P.e Eugénio César d’Azevedo, da
freguesia de Paus, concelho de Resende, abade mercenário de Barrô, e capelão do
Senhor do Calvário, tendo feito a minha primeira confissão em 15 de Maio do ano
corrente, em que me acusei de que fui um filho feroz para com meu pai, um
péssimo irmão, um ingrato para com os meus amigos e benfeitores, um Sansão na
prostituição, um juramenteiro falso, um escarnecedor da virtude, um apologista
do vício, um semeador de doutrinas heterodoxas, etc., o que tudo fui, passando
agora a fazer a segunda, que ainda não é completa, confesso primeiramente que
fui, sou e hei-de ser, até depois da minha morte, ladrão e um grande ladrão.
Fui 22 anos pároco em Paus, terra
que me deu o berço, e aqui, de pastor de almas que devia ser, tornei-me em lobo
de redil. Deixei de fazer muitos e muitos assentos de baptismos, casamentos e
óbitos. Todo o homem carece de provar o seu baptismo, não só uma, mas muitas
vezes. Os jovens não podem casar sem provarem que foram baptizados, porque o
baptismo est janua sacramentorum. Um
filho para haver uma herança de seus pais, avós, ou de qualquer consanguíneo;
um irmão para se habilitar a herdeiro doutro irmão; este para conseguir um
emprego; aquele para embarcar; um para se ordenar; outro para se livrar de
jurado; enfim, todos têm necessidade de justificar seu baptismo.
Ora, deixando eu de fazer muitos
assentos desta natureza, e importando cada justificação em 4.500 réis, quantas
libras não roubei eu às outrora minhas ovelhas? Se estas justificações têm sido
precisas, e se se fizeram no tempo pretérito, se o são agora e o hão-de ser no
futuro, não fui, não sou e não serei depois da minha morte ladrão?
E, se da falta de assentos de
baptismo, resultam tantos inconvenientes e gravame de despesas, que danos se
não seguem da falta dos de casamento?
Se um consorte aborrecido do
outro, quiser separar-se dele, alegando que não está catolicamente casado, como
poderá o consorte inocente provar o seu matrimónio, não havendo o respectivo
assento no livro de registo, tendo falecido o pároco que lhes assistiu e as
duas testemunhas?

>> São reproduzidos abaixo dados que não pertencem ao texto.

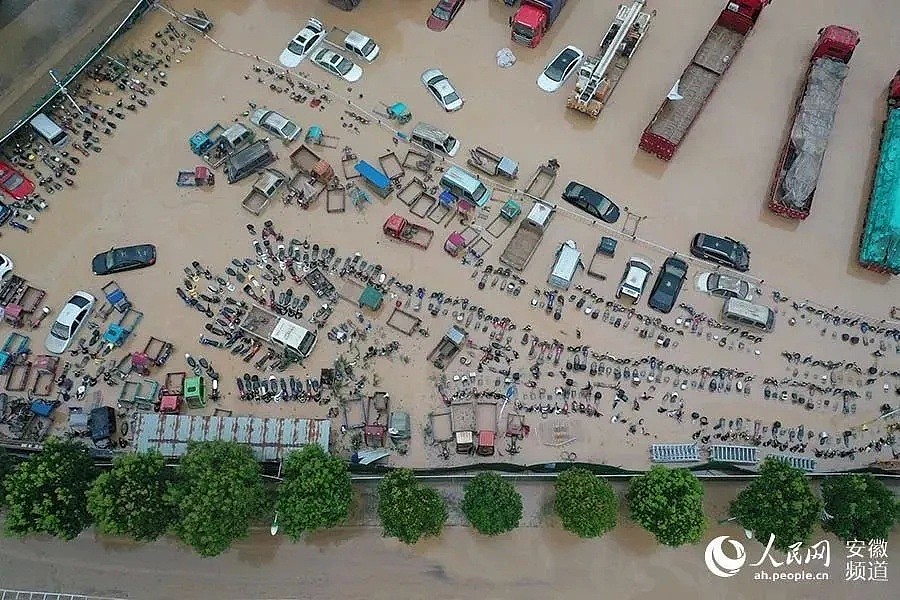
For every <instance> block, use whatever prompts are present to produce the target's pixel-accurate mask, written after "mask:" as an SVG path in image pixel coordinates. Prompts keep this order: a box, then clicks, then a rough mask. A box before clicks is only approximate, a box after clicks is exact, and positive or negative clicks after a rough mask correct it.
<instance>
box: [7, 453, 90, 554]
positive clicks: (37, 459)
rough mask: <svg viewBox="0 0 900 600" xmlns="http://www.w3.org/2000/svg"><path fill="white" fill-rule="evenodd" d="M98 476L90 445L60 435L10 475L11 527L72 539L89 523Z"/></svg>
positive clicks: (8, 507)
mask: <svg viewBox="0 0 900 600" xmlns="http://www.w3.org/2000/svg"><path fill="white" fill-rule="evenodd" d="M95 476H96V470H95V468H94V462H93V461H92V460H91V457H90V454H89V453H88V449H87V447H86V446H85V445H83V444H80V443H78V442H74V441H63V440H59V439H56V438H52V439H50V440H48V441H47V442H46V443H45V444H44V449H43V450H41V452H40V453H39V454H37V455H35V456H34V457H32V458H31V459H30V460H28V461H26V462H24V463H22V464H21V465H19V467H18V468H17V469H16V470H15V471H13V472H12V473H10V474H9V475H8V476H7V477H6V480H5V482H4V483H5V489H6V503H7V507H8V508H7V512H6V531H7V532H8V533H9V534H10V535H15V536H24V535H27V534H30V533H49V534H50V535H54V536H56V537H59V538H62V539H64V540H71V539H73V538H74V537H75V536H77V535H78V534H79V533H81V532H82V531H84V528H85V527H87V526H88V525H90V523H91V516H90V514H89V513H88V510H87V490H88V488H89V487H90V486H91V483H92V482H93V481H94V477H95Z"/></svg>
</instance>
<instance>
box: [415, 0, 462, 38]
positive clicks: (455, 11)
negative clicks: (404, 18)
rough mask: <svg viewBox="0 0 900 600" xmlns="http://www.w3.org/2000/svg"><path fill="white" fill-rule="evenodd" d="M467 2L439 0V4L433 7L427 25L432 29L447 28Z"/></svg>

Os filhos de um tal matrimónio serão considerados como filhos
naturais, e os parentes ascendentes ou laterais de seus pais disputar-lhes-ão a
herança a que têm a tanto direito. E não serão somente estas as consequências,
dar-se-ão outras, tanto e mais lamentáveis…
Se parece que os assentos de
óbitos não são de suma importância, é uma ilusão. Os certificados de óbito são
para diversos fins indispensáveis.
Ora, deixando eu de fazer muitos
assentos destas três espécies, não sou ladrão? Faria meus os proventos que
percebi? Não roubei, portanto, as minhas ovelhas de Paus?
*Transcrição do manuscrito "O abbade de Barrô e sua segunda confissão", datado de 25 de Novembro de 1889, procedendo-se apenas à actualização gráfica e a pequenas alterações, designadamente sinais de pontuação.